Evaluation of hydrologic benefits of infiltration based urban storm water management

As watersheds are urbanized, their surfaces are made less pervious and more channelized, which reduces infiltration and speeds up the removal of excess runoff. Traditional storm water management seeks to remove runoff as quickly as possible, gathering excess runoff in detention basins for peak reduction where necessary. In contrast, more recently developed "low impact" alternatives manage rainfall where it falls, through a combination of enhancing infiltration properties of pervious areas and rerouting impervious runoff across pervious areas to allow an opportunity for infiltration. In this paper, we investigate the potential for reducing the hydrologic impacts of urbanization by using infiltration based, low impact storm water management. We describe a group of preliminary experiments using relatively simple engineering tools to compare three basic scenarios of development: an undeveloped landscape; a fully developed landscape using traditional, high impact storm water management; and a fully developed landscape using infiltration based, low impact design. Based on these experiments, it appears that by manipulating the layout of urbanized landscapes, it is possible to reduce impacts on hydrology relative to traditional, fully connected storm water systems. However, the amount of reduction in impact is sensitive to both rainfall event size and soil texture, with greatest reductions being possible for small, relatively frequent rainfall events and more pervious soil textures.
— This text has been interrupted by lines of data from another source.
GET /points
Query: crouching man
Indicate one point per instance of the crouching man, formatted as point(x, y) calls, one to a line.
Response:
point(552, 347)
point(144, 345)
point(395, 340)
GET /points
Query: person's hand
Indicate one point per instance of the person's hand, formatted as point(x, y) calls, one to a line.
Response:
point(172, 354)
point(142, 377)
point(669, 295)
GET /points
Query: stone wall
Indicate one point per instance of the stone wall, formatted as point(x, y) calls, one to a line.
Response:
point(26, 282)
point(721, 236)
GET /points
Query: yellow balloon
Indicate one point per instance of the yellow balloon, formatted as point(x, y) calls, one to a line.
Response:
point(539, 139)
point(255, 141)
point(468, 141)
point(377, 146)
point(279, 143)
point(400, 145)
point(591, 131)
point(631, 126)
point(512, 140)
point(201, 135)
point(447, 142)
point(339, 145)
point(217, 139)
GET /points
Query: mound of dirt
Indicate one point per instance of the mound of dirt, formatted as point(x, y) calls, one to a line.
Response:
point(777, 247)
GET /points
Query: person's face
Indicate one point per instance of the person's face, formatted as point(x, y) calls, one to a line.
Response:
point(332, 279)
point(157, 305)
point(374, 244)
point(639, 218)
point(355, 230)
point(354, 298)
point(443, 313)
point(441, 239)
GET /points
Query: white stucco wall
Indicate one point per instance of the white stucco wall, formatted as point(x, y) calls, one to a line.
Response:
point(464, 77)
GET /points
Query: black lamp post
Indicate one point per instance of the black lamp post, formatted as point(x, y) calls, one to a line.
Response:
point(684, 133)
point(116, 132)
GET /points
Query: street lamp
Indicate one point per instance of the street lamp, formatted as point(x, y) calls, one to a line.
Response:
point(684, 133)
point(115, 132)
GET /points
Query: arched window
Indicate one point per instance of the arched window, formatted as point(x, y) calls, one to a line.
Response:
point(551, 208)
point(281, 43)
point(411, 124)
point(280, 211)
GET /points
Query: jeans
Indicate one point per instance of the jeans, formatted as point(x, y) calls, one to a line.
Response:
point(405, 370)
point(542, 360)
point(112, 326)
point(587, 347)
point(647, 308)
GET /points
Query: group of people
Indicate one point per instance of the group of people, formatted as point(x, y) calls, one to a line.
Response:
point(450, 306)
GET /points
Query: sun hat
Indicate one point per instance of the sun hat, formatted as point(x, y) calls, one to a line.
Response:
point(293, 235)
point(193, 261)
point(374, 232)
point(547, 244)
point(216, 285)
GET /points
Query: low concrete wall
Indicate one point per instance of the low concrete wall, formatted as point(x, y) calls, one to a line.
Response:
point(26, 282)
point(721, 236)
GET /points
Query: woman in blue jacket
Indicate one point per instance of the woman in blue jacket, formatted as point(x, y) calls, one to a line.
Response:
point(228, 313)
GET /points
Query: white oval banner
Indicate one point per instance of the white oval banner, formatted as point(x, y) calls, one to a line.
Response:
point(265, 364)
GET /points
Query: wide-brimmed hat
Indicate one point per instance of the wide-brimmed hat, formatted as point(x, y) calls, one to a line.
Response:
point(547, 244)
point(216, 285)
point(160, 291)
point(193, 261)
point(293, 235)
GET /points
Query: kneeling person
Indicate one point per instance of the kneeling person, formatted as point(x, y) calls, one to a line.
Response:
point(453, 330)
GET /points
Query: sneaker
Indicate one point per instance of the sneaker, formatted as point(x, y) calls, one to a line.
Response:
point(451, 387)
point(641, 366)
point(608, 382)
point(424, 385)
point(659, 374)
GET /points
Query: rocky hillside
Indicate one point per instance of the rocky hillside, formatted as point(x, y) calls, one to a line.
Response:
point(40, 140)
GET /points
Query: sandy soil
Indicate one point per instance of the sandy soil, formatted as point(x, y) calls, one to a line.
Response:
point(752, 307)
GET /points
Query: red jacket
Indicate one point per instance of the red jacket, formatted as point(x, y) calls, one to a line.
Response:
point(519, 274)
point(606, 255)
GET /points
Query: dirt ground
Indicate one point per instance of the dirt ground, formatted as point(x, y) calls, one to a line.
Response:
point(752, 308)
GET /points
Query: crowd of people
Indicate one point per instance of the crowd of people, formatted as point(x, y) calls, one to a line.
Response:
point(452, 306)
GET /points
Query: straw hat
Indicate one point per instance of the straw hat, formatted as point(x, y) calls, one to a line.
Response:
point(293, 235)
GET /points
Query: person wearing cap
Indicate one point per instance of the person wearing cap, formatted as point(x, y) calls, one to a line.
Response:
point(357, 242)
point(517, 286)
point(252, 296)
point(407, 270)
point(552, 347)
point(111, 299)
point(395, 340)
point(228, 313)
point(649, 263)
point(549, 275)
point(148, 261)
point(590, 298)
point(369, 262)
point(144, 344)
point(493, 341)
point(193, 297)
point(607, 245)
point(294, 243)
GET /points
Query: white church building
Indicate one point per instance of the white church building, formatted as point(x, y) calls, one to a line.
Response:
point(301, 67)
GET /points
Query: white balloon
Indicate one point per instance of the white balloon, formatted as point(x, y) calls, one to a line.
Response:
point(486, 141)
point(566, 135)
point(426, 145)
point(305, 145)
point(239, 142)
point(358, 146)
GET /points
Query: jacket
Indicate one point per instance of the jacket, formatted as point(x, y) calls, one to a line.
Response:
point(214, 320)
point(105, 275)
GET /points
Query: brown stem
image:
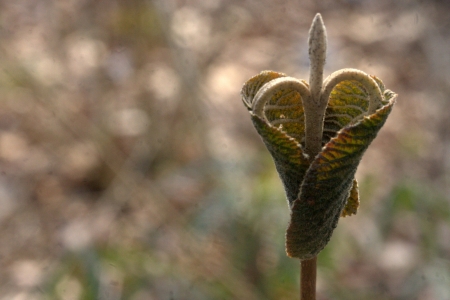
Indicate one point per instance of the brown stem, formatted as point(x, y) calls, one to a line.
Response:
point(308, 279)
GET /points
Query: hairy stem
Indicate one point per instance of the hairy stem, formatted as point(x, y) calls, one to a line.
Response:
point(308, 279)
point(315, 107)
point(268, 90)
point(371, 86)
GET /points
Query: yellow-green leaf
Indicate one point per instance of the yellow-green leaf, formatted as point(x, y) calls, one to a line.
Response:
point(287, 154)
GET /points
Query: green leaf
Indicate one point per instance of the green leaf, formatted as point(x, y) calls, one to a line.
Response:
point(284, 110)
point(327, 184)
point(351, 207)
point(287, 154)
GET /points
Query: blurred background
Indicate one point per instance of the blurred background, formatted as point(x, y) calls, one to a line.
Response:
point(129, 168)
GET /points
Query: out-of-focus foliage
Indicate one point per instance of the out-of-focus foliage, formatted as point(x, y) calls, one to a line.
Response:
point(129, 170)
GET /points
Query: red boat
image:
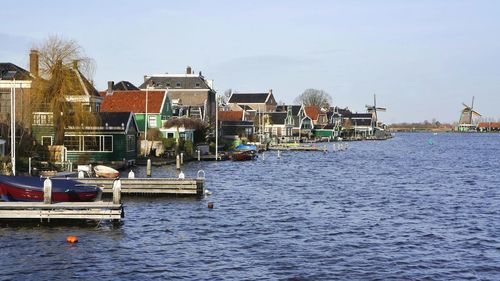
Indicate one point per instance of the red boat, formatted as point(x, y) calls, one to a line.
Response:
point(105, 172)
point(22, 188)
point(244, 155)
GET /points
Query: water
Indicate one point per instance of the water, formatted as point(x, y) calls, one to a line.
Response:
point(419, 206)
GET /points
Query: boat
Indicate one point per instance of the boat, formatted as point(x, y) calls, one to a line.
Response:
point(30, 189)
point(243, 147)
point(105, 172)
point(244, 155)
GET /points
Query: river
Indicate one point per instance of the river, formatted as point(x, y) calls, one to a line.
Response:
point(418, 206)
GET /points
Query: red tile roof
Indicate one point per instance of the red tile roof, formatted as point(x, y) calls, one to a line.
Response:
point(312, 112)
point(230, 115)
point(132, 101)
point(488, 125)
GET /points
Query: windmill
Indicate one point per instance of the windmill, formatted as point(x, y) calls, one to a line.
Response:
point(466, 117)
point(373, 110)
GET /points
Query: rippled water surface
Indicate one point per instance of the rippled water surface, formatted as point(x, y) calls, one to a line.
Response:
point(419, 206)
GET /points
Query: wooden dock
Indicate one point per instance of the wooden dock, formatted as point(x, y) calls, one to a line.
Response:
point(151, 186)
point(64, 210)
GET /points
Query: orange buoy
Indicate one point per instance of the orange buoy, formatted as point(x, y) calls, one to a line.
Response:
point(72, 239)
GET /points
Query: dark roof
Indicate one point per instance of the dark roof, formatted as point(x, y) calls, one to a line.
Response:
point(114, 119)
point(90, 87)
point(283, 108)
point(361, 116)
point(277, 117)
point(245, 107)
point(124, 86)
point(248, 98)
point(188, 81)
point(9, 71)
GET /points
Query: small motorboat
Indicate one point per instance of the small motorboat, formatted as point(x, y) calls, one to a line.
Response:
point(105, 172)
point(244, 155)
point(26, 188)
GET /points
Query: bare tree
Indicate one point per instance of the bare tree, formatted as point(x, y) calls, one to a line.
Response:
point(314, 97)
point(61, 63)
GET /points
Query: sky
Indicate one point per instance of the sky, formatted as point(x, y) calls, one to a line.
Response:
point(422, 58)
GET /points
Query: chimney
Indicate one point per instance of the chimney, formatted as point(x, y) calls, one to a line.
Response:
point(111, 84)
point(34, 62)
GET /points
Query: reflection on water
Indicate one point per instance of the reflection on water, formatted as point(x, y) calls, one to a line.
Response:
point(399, 209)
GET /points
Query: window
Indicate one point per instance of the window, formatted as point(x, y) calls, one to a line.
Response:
point(89, 143)
point(131, 146)
point(41, 118)
point(46, 140)
point(152, 121)
point(108, 143)
point(72, 143)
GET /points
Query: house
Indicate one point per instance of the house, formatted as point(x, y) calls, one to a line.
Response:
point(258, 102)
point(191, 95)
point(16, 80)
point(157, 110)
point(488, 126)
point(113, 141)
point(233, 125)
point(359, 124)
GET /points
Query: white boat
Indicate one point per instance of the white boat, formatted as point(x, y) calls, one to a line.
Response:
point(105, 172)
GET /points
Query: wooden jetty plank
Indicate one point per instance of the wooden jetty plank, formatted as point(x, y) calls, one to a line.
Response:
point(65, 210)
point(171, 186)
point(61, 205)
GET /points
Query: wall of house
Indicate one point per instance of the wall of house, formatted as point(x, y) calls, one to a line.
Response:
point(139, 117)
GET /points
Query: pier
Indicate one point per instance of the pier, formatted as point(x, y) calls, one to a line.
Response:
point(64, 210)
point(151, 186)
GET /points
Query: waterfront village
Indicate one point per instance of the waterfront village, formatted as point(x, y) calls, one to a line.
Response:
point(165, 115)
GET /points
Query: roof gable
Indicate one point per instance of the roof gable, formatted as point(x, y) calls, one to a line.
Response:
point(230, 115)
point(133, 101)
point(124, 86)
point(9, 71)
point(248, 98)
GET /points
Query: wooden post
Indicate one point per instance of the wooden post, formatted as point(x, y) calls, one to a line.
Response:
point(47, 191)
point(148, 168)
point(117, 191)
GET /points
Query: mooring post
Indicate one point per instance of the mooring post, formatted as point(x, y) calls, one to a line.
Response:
point(117, 191)
point(148, 168)
point(47, 191)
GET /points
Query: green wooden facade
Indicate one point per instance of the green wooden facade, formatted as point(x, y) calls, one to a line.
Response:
point(114, 143)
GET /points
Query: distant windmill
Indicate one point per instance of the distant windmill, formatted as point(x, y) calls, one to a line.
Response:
point(373, 110)
point(467, 114)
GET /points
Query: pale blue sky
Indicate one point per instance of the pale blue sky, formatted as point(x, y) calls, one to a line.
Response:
point(421, 58)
Thus, low impact techniques appear to provide a valuable tool for reducing runoff for the events that see the greatest relative increases from urbanization: those generated by the small, relatively frequent rainfall events that are small enough to produce little or no runoff from pervious surfaces, but produce runoff from impervious areas. However, it is clear that there still needs to be measures in place for flood management for larger, more intense, and relatively rarer storm events, which are capable of producing significant runoff even for undeveloped basins.